At just 19 years old, a blood-stained family legacy could hang heavy on the shoulders of assassinated Pakistan opposition leader Benazir Bhutto’s only son Bilawal.
He becomes the third Bhutto to lead the Islamic nation’s largest political party after his mother and his grandfather Zulfiqar Ali Bhutto, who founded the Pakistan People’s Party (PPP) and was executed under martial law in 1979.
His father Asif Ali Zardari meanwhile was appointed co-chairman of the party.
Bilawal has already shown signs of following in his mother’s footsteps, enrolling earlier this year at Oxford University, where Benazir Bhutto was head of the prestigious Oxford Union debating society.
Bilawal — the name means “one without equal” — was born in September 1988, a month before his mother won general elections under military dictator Ziaul Haq to become the first female prime minister in the Muslim world.
“I went back to sleep and woke up to the sound of a congratulatory gunshot being fired outside the hospital, the beating of drums and cries of ‘Jiye (Long Live) Bhutto,” the slain opposition leader wrote in her autobiography.

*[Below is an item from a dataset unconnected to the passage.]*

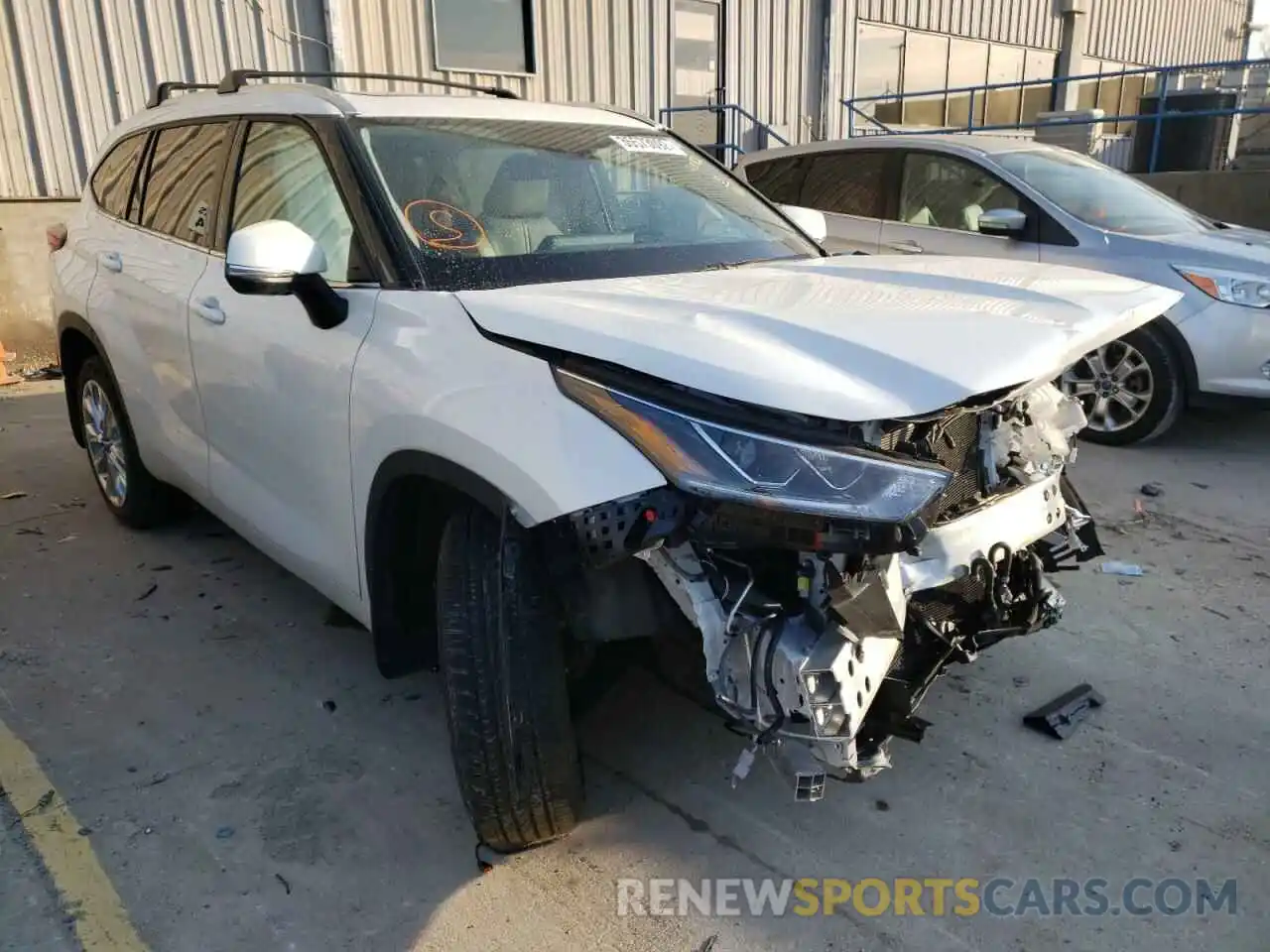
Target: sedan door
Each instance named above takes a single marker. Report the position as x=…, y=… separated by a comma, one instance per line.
x=942, y=198
x=275, y=386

“The most celebrated and politically controversial baby in the history of Pakistan had been born.”
He and his two sisters went into exile with their mother in 1999, dividing their time between London and Dubai, where Bilawal attended school.
Reports in local newspapers said he was keen on outdoor sports including target-shooting and horse riding.
At Benazir’s funeral on Friday, he was pictured looking composed despite his grief, but analysts say he is perhaps too young to be taking over the job.
“Bilawal is just 19 years old, he needs to be groomed,” political analyst and retired general Talat Masood said before the teenager’s appointment as chair of the PPP was announced on Sunday.
“They should let him complete his education,” he said.
ASIF ALI ZARDARI: Nicknamed “Mr. Ten Percent” by Pakistanis because of allegations about kickbacks from his wife’s time in power, Zardari, 51, has gone from playboy to villain and now to grieving political widower.
When he married into the Bhutto political dynasty in 1987, Zardari, then 31, was the little known scion of a landowning polo-playing family from southern Sindh province.